Currently trying to bring in a custom image dataset as a datablock per here https://fastai1.fast.ai/data_block.html#data_block
Have just completed a new install on conda env (python 3.8.3)
Running fastai version 2.3.1 locallly.
I’m working in Jupyter
I ran
from fastai.vision import *
data = (ImageList.from_folder('UGI_data')
.split_by_folder()
.label_from_folder()
.databunch())
I got this error - name 'ImageList' is not defined
Have tried restarting the kernel, however there was no change.
Any help/advice much appreciated, thank you
Thank you for your time and for pointing what I should have picked up.
The correct datablocks documentation for fastai v2 is here, am I correct?
I have a dataset composed of unlabelled test and train images, all are .png files.

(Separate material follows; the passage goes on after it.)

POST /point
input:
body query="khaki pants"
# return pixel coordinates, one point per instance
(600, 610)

After bringing in the following from fastai.vision.all import * from fastai.vision.core import * from fastai.vision.data import *
I managed to get the image files as follows fnames = get_image_files('UGI_data')

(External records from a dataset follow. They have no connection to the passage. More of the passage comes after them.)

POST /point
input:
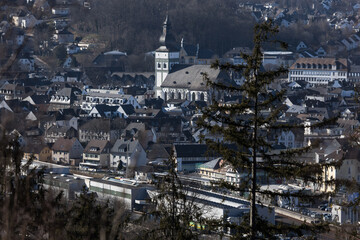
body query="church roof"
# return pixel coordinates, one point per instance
(192, 77)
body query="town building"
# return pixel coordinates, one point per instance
(96, 155)
(319, 71)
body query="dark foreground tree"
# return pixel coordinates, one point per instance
(29, 211)
(176, 214)
(250, 125)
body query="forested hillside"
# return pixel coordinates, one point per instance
(134, 26)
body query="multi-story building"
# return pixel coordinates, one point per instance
(318, 71)
(96, 155)
(109, 97)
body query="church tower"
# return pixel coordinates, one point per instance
(165, 57)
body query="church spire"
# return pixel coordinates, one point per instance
(167, 39)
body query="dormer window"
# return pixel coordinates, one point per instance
(94, 149)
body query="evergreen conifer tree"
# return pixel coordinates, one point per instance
(249, 125)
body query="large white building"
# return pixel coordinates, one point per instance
(319, 70)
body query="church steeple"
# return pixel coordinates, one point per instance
(167, 40)
(166, 56)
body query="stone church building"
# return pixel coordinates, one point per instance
(174, 80)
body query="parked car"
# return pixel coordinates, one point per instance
(328, 209)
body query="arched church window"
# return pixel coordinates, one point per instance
(182, 59)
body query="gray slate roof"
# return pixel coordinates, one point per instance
(192, 78)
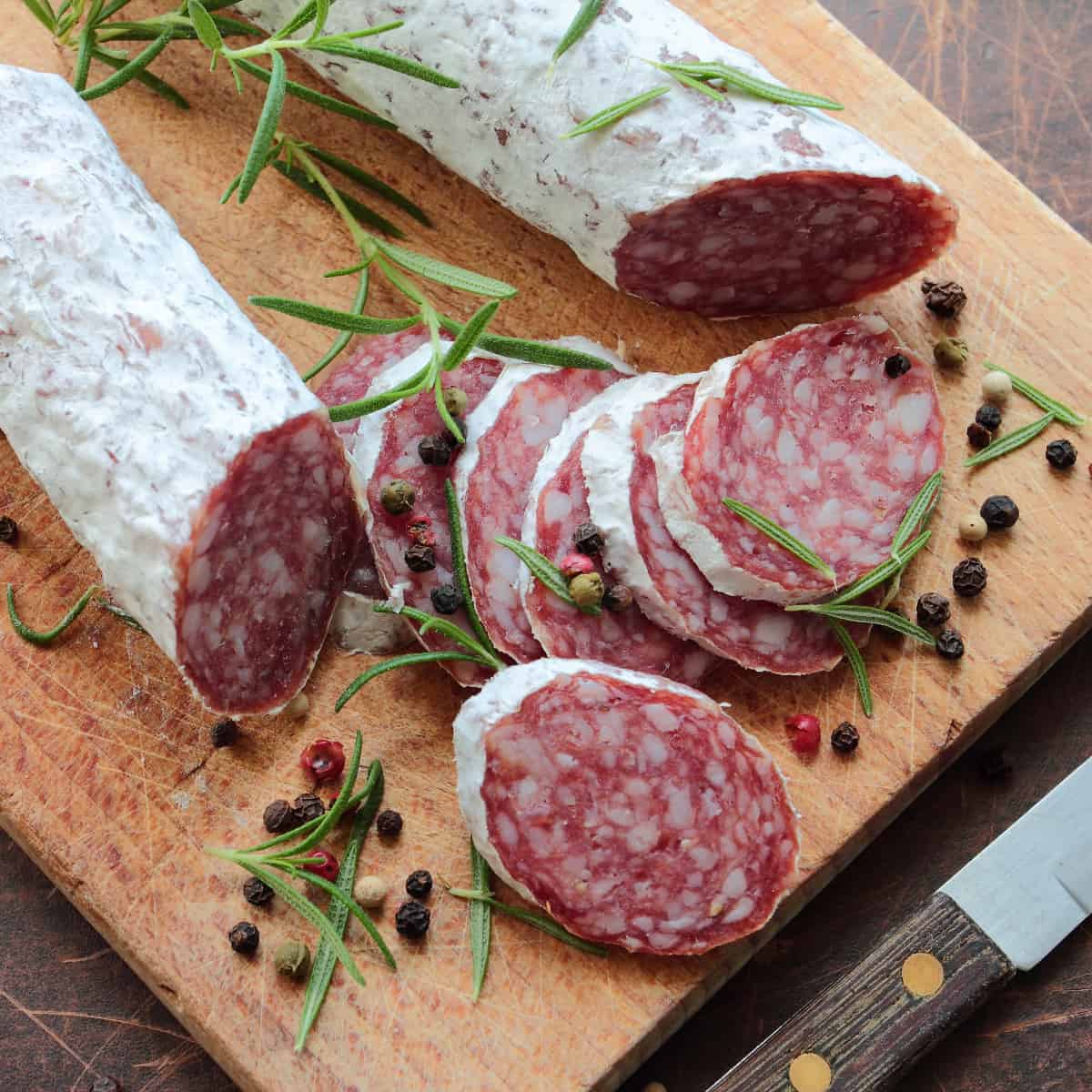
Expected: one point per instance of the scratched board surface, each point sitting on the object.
(113, 786)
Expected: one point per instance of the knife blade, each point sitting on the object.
(1002, 913)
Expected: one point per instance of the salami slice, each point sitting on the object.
(731, 207)
(634, 811)
(811, 430)
(506, 437)
(625, 505)
(557, 505)
(179, 446)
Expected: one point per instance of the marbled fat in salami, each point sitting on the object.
(812, 430)
(634, 811)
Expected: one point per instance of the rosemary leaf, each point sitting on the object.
(268, 123)
(1011, 440)
(616, 113)
(581, 23)
(856, 662)
(46, 637)
(1064, 413)
(780, 535)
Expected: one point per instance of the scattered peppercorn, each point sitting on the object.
(257, 893)
(308, 806)
(446, 599)
(949, 644)
(279, 817)
(420, 558)
(398, 497)
(587, 590)
(412, 920)
(969, 578)
(435, 450)
(617, 598)
(292, 959)
(977, 435)
(224, 733)
(945, 299)
(933, 610)
(895, 366)
(244, 938)
(804, 733)
(951, 352)
(999, 512)
(844, 738)
(389, 824)
(1060, 454)
(588, 539)
(420, 884)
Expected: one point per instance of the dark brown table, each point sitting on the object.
(1016, 76)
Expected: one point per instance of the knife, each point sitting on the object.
(1015, 902)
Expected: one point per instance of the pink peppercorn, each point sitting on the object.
(804, 733)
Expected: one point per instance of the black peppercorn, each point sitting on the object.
(435, 450)
(1060, 454)
(588, 539)
(977, 435)
(412, 920)
(257, 893)
(244, 938)
(420, 884)
(999, 512)
(308, 806)
(844, 738)
(988, 416)
(224, 733)
(279, 817)
(933, 610)
(945, 300)
(446, 599)
(969, 578)
(949, 644)
(420, 558)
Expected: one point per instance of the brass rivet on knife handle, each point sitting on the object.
(923, 975)
(809, 1073)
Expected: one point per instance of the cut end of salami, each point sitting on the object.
(634, 811)
(260, 577)
(792, 241)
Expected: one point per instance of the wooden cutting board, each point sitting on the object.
(109, 780)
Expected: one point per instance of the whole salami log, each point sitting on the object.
(625, 505)
(721, 207)
(814, 430)
(557, 505)
(506, 437)
(636, 811)
(178, 445)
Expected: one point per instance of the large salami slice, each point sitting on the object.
(636, 811)
(730, 207)
(506, 437)
(557, 505)
(818, 432)
(178, 445)
(625, 505)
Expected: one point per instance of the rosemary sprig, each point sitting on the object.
(544, 571)
(780, 535)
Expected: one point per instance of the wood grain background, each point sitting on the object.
(944, 49)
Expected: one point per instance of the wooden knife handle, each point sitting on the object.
(872, 1026)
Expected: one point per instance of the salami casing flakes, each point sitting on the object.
(636, 811)
(178, 445)
(809, 430)
(732, 207)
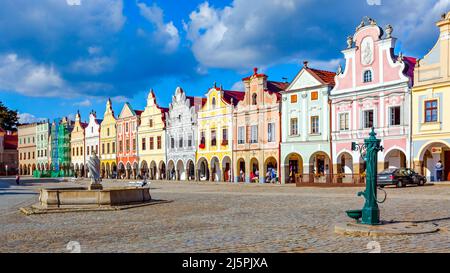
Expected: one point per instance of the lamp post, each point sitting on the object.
(369, 151)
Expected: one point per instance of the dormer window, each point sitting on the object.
(367, 76)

or path = Path('UGI_data') Preformatted textpath.ls()
which gives [Path('UGI_data/testA'),Path('UGI_data/testB'),Path('UGI_data/trainA'),Path('UGI_data/trainB')]
then into a datablock
dsets = dblock.datasets(fnames)
I am unclear as to how I could follow the existing fastai v2 documentation further as the examples use predefined, labelled datasets as far as I can see. If you aware of any v2 documentation that covers working with custom, unlabelled datasets I hope you would point me in the right direction. Thus far I have only been able to find examples covering MNIST, CelebA etc.
Thank you again for your time and advice.